Structural Data
Last updated
Last updated
Generally speaking, we can say that data processing is carried out through the execution of operations. From this point of view, we can divide the data into:
Simple - in this case, the data can be processed by a single operation, it is one action as a result of which the value is referred to as one whole. For example, changing the sign of an int variable.
Complex – here the data is composed of components. Therefore, to operate on complex data we apply a selector operation to select a component that is to be subject to an operation. The data type determines the selection method, e.g. index for arrays and field selection for class or structure.
Structural - by design, the distinguishing feature is that individual data items in a structure are selected based on intentionally programmed relationships between items.
This section is focused on structural data. In object-oriented programming, the basic way to create structural data is to define custom types and interconnect them using references. Let's analyze this case using sample code in the context of intentionally programmed relationships between items. As an example consider the IPerson and ICDCatalog interfaces. Now let's perform a graphical analysis of the code. They are abstract definitions but a reference between interfaces in the diagram could be distinguished.
Because the mentioned interfaces are abstract definitions, they must be implemented first to instantiate a graph of objects based on them. We will analyze a few different implementations of them. Despite the differences, they always represent the same structure built up using reference types.
To operate on complex data we need a selector operation to select a component that is to be subject to an operation (for example, index for arrays and field selection for class or structure). By design, the distinguishing feature of the structural data is that individual data items in a structure are selected based on intentionally programmed relationships between items. As a result, a selector operation must be replaced by a kind of browsing or query mechanism. Using browsing operations the data is explored by applying a navigation through available references to discover relevant content. By design, the Database Management Systems don't support object-oriented programming, hence instead of browsing the query must be used. Query operations are employed to synchronize specific data from a database to in-process snapshots that offer a buffering operation. A query is usually expressed in a domain-specific language. For example, using SQL to retrieve specific rows from a database table based on conditions is a query operation.
A technology called LINQ is a powerful feature in C# language that allows performing queries against data directly within the language. The LINQ abbreviation stands for Language Integrated Query. LINQ is the name for a set of technologies based on the integration of query capabilities directly into the programming language.

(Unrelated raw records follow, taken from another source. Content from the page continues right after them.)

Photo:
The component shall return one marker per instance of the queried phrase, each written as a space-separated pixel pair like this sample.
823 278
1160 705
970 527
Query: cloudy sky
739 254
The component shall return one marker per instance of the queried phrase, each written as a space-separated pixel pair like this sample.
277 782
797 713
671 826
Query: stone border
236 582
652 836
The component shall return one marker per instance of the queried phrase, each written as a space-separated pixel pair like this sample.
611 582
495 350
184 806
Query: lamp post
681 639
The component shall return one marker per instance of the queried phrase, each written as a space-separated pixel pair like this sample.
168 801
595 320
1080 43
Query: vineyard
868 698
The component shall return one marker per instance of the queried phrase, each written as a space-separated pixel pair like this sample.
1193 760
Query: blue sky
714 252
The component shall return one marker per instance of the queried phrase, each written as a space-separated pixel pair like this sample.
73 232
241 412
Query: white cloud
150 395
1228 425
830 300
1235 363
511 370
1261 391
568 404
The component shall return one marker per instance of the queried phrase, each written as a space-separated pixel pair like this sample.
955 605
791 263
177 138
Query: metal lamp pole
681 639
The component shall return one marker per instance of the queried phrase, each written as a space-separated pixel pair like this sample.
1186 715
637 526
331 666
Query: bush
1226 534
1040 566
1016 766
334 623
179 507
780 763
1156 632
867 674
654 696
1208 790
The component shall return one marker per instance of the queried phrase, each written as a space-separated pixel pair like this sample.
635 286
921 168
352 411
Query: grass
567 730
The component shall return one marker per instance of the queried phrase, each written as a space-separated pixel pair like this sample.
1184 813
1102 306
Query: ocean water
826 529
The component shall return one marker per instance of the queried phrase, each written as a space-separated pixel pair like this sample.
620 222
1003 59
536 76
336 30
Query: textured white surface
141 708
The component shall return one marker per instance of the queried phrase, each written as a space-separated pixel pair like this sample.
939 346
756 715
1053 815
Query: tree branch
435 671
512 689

The Person and CDCatalog classes are example implementations of these interfaces. They have been defined in the TestDataGenerator instrumentation class. It is worth stressing here that it is a fully manual implementation. In the referred code snippet, the Person class contains a representation of a set of albums released by one author, so it has references to instances of the CDCatalog type. This code snippet is included in the unit test project and used later to analyze the next use case of creating a similar structure but using a dedicated embedded tool this time.
Now, let's perform a graphical analysis of the presented code. We can see the same reference between classes in the diagram. This relationship is inherited from the interface definition. As a result, the concrete classes can be used to create structured data, i.e. a certain group of objects interconnected by references. This group is often called a graph.
This approach is dedicated to be used for modeling in-process data. At run-time, in-process data refers to data that occurs and is maintained within the boundaries of a single operating system process. At design time it must be formally described by types. This design activity may be recognized as data modeling. In the case of object-oriented programming, it delivers an object model, i.e. a group of interconnected types definitions. Unfortunately, by design maintained by the program in-process data is limited only to necessary or relevant for further processing data. Deployment of communication, archival, and user interface access to external data is also required. Continuing discussion on the main topic, namely external data management (the main goal of this section) is to continue this discussion in the context of structural data. The subsection LINQ Expression presents the LINQ in detail.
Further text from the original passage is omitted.